Animals / Reptiles / Tuatara - The Lizard that Isn't

Tuatara - The Lizard that Isn't

head of the non-lizard

Tuataras are relics of a bygone age now found only in isolated parts of New Zealand. Males grow up to 24in (61cm) from snout to tip of tail and weigh 2.2lb (1kg) while females grow up to 18in (45cm) and weigh 1.1lb (0.5 kg). Their name comes from a Maori word meaning "peaks on the back," a reference to the triangular folds of skin that form a conspicuous crest along the back and tail of the male, and a rudimentary crest on the female. The crest is normally soft and pliant, but can be raised and stiffened in a threat display by the male when alarmed. Females are very timid, retreating hastily when disturbed.
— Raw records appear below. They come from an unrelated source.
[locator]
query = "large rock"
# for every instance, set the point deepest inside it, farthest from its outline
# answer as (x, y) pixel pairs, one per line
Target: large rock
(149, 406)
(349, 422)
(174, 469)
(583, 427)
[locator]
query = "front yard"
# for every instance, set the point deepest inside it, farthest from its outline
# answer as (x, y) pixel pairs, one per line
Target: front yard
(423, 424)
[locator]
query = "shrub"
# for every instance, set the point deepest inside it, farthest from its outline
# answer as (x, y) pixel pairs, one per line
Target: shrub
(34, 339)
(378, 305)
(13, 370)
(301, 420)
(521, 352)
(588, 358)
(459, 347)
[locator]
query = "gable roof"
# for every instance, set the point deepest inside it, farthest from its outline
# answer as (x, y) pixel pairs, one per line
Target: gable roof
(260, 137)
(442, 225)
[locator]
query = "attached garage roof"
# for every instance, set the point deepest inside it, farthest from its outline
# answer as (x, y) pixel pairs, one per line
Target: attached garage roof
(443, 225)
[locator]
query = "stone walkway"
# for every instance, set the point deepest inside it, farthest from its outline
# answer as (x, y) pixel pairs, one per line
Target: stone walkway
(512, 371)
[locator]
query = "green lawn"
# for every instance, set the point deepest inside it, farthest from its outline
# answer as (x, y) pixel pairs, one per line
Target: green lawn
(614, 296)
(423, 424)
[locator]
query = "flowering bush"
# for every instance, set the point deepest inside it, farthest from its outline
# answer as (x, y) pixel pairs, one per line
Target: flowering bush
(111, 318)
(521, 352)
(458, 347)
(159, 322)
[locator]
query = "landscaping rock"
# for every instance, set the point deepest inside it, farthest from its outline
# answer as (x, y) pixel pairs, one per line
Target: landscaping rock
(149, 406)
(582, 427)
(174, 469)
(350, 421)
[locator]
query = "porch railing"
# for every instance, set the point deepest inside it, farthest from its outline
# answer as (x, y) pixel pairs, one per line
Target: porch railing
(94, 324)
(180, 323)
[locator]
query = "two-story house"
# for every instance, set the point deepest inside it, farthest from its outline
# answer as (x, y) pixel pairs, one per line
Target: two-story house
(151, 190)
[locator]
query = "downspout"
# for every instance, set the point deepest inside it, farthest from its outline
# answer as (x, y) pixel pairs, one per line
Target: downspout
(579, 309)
Among their many curious features these reptiles possess, are a third "eye" in the top of the head, eggs that take 15 months to hatch and a lifespan in excess of a century. It is the sole surviving member of an entire reptilian order, the Rhynchocephalia, which came into being in the Mesozoic (220 million years ago), before the first dinosaurs appeared. Rhynchocephalians lived in Europe, Asia, North and South America, and southern and East Africa, but all except the tuatara were extinct by the end of the Mesozoic (65 million years ago). It is almost identical in structure to a form that existed about 140 million years ago, which makes it of exceptional interest to scientists, who study it for clues to the physiology and anatomy of reptiles that lived over 200 million years ago.
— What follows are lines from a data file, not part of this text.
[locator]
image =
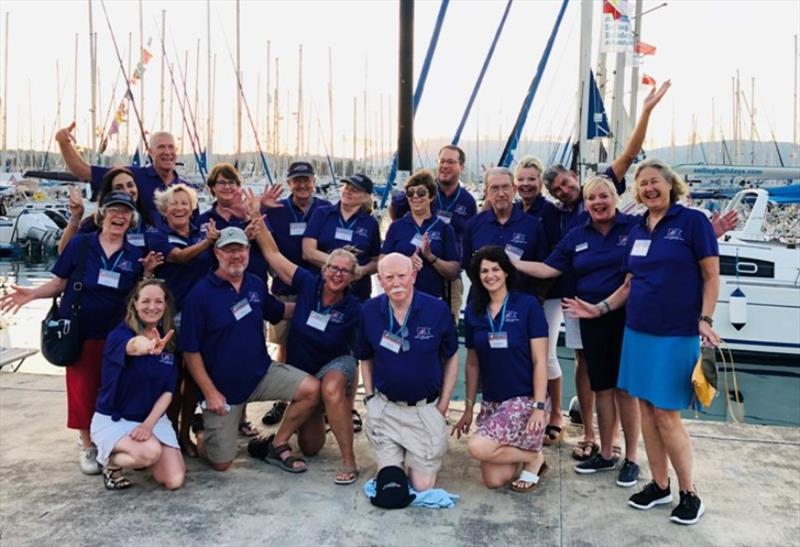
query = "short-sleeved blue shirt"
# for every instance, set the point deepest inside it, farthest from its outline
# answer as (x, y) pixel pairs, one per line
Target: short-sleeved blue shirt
(279, 221)
(460, 204)
(521, 231)
(180, 277)
(308, 348)
(595, 260)
(506, 372)
(365, 237)
(257, 264)
(666, 295)
(432, 339)
(443, 245)
(131, 385)
(234, 351)
(102, 306)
perched on a rock looking handsome

Although it superficially resembles a lizard, the tuatara has a number of features which clearly distinguish it: the structure of the skull, which has two pairs of arches like a crocodilian's; the vertebrae, which are hollow at each end; a small projection on the back of each rib (the uncinate process); a bony skeleton in the abdominal wall; the jaw teeth, which are not separate structures but serrations of the jaw bone; the absence of an ear drum (tympanum) and of a middle ear, and the absence of a male copulatory organ. Some features of the tuatara's brain and of its locomotion resemble conditions in amphibians, and its heart is more primitive than that found in any other reptile group.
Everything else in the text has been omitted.